Every Sunday afternoon, east of the international date line that is, Seattle-based former surfer Matt Warshaw emails subscribers to his online encyclopedia a thoughtful summation of a certain event or epoch in surfing.
Today is Pipeline Masters themed, and the email links at the end to an interview Warshaw made with the father of the Pipe Masters, and pro surfing, the former Republican senator, Fred Hemmings.
Oh, reader, it’s thunderbolt after thunderbolt.
“I wanted to develop a format that would look good on television so I could market surfing to a larger audience—to the average schmuck watching TV in Middle America,” says Fred.
“I didn’t kiss the surfing establishment’s ass. I was an outspoken critic of drugs, back when that wasn’t cool. ‘Do your own thing, man’ —all that stuff. Well, a lot of my friends died as a result of doing their own thing.” FRED HEMMINGS
On why he chose Pipe over Sunset or Makaha.
“I went back and talked to people in New York, TV people, business people, and surfing was a really hazy thing to them. I’m sure they wouldn’t have really understood what was going on with a guy riding a 10′ wave at Sunset or Makaha. Seen one wave, seen ’em all; this guy looks just like that guy. That kind of thing. So I wanted to sell them on something a little more challenging—and dangerous, to be frank. The Pipeline is so different from other spots. And back then, as a contest site, it was virgin ground. The reason I just had six guys in the first contest was because I didn’t want to create a situation where someone was going to get in over their head.

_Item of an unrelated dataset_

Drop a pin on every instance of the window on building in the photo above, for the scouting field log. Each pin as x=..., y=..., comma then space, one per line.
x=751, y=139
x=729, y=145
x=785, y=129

Why the surf media ignored his event, at least initially.
“I didn’t kiss the surfing establishment’s ass. l didn’t play ball with Drew Kampion and the rest of them. I was an outspoken critic of drugs, back when that wasn’t cool. ‘Do your own thing, man’ —all that stuff. Well, a lot of my friends died as a result of doing their own thing. Anyway, I didn’t see things the way the magazine folks saw ’em, and my contest was a victim of that.”
And the spectators?
“I did the best I could to hype the thing, but I doubt if there were any more than a hundred people on the beach—probably not even that. And then you had the guys hanging off in the bushes, smoking dope and calling bullshit on the whole thing. But we just went ahead and ran it, and all in all, I think it was pretty exciting.”